While small schools will share John Adams and James Ford Rhodes, the traditional names will remain on the buildings and students will come together to participate in interscholastic sports and other extracurricular activities.

All six of the schools will open with ninth-graders and add a grade each year. Enrollment will total 100 to 125 per grade level.

“As we continue to create smaller and more specialized school models and move away from the traditional comprehensive high school model, we are seeing increased attendance, graduation and achievement rates,” said Christine Fowler-Mack, the District’s chief portfolio officer.

“The teaching and learning is more personalized, relevant and meaningful,” she said. “Therefore, the students are naturally taking on more ownership of their education.”

Cleveland was the first city in the country outside of Bard College’s tri-state base to host one of the early-college schools. Bard High School Early College Cleveland opened on the West Side in 2014 and since then has had waiting lists for admission.

A Bard High School at John Adams would be the sixth such school in the United States.
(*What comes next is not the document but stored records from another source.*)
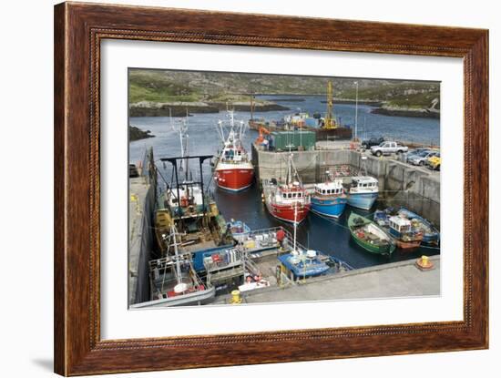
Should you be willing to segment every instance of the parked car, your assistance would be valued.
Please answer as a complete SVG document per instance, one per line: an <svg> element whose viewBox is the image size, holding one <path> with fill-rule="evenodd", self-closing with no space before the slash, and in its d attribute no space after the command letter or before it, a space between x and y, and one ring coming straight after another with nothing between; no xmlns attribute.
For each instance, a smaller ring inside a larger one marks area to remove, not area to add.
<svg viewBox="0 0 501 378"><path fill-rule="evenodd" d="M128 177L129 178L138 178L139 172L138 171L138 167L136 167L136 164L129 164L128 165Z"/></svg>
<svg viewBox="0 0 501 378"><path fill-rule="evenodd" d="M412 156L418 155L423 151L429 151L429 150L430 150L430 148L422 148L422 147L419 147L417 148L413 148L413 149L409 150L409 152L407 152L407 158L411 158Z"/></svg>
<svg viewBox="0 0 501 378"><path fill-rule="evenodd" d="M371 138L369 139L363 140L360 147L362 147L363 149L367 149L373 146L379 146L383 141L384 138Z"/></svg>
<svg viewBox="0 0 501 378"><path fill-rule="evenodd" d="M371 153L377 157L381 155L391 155L391 154L401 154L407 152L409 148L406 146L402 146L397 142L384 141L379 146L371 147Z"/></svg>
<svg viewBox="0 0 501 378"><path fill-rule="evenodd" d="M429 158L438 155L439 152L433 149L425 149L415 155L407 157L407 163L414 166L424 166L426 164Z"/></svg>
<svg viewBox="0 0 501 378"><path fill-rule="evenodd" d="M438 153L431 158L428 158L426 160L426 165L432 169L440 170L441 162L440 153Z"/></svg>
Besides the existing Cleveland school, others are located in the New York City boroughs of Manhattan and Queens, Newark, N.J., and Baltimore.

Bard high schools integrate instruction so students can seamlessly earn a high school diploma and a tuition-free associate of arts degree in four years.
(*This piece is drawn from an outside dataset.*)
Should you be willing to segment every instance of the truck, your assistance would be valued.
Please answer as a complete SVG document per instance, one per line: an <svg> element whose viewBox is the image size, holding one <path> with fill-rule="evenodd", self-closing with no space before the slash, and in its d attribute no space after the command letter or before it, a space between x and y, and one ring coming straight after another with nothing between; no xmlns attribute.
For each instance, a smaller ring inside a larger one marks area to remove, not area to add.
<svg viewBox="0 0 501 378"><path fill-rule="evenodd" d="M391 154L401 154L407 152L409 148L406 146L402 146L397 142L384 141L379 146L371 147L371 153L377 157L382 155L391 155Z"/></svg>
Bard’s schools require students to apply for admission. The schools, seeking a cross-section, do not set a minimum grade-point average but interview applicants and ask each for an essay to determine whether they have the passion needed for what is ahead.

The other school at John Adams, as well as the two at Rhodes, will follow small-school models similar to those put into effect in recent years at John F. Kennedy and Lincoln-West high schools.
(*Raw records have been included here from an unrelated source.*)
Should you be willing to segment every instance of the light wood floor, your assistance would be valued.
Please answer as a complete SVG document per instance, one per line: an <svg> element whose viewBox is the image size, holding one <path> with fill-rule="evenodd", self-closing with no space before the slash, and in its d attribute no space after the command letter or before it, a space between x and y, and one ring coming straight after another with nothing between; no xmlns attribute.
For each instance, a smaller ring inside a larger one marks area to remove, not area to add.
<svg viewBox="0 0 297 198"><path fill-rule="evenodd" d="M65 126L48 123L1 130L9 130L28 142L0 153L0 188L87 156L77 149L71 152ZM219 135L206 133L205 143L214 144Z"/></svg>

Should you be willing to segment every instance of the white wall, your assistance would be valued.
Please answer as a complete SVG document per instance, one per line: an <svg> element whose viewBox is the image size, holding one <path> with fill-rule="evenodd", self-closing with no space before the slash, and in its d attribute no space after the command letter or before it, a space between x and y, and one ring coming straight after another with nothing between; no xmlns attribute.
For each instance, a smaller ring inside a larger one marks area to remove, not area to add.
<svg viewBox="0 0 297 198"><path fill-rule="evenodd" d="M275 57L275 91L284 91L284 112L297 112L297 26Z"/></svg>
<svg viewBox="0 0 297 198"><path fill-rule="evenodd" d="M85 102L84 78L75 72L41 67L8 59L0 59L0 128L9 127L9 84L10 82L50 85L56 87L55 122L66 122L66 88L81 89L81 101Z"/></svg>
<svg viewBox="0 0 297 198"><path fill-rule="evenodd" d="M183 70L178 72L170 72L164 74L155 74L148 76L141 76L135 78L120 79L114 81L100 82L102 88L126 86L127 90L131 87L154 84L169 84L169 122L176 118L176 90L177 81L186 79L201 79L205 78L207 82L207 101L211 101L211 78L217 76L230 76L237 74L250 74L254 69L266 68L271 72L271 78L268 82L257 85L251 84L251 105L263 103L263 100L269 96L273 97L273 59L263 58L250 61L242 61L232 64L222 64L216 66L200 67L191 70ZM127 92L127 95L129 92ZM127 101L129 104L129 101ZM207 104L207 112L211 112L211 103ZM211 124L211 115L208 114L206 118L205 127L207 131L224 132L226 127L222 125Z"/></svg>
Those schools adopted strategies that include flexible scheduling, more effective use of technology, clear definition of school culture, partnerships with outside organizations and student input in decisions.

The schools also have incorporated the emerging concept of mastery learning, in which students advance toward graduation as they demonstrate that they have mastered content.

Campus International High School will open just as the first eighth-graders move on from Campus International K-8 School, also located at CSU.

The high school will occupy CSU’s Cole Center. The K-8, formerly located at the Cole Center and other space, will be consolidated in a new larger structure that the District is building on land leased from CSU.

The K-8 school is accredited in the International Baccalaureate curriculum, which includes instruction in Mandarin Chinese and global citizenship.

The K-8 school opened in 2010 with kindergarten through second grade and added a grade each year. Though it takes all students, limited capacity has forced the District to hold an annual lottery for seats.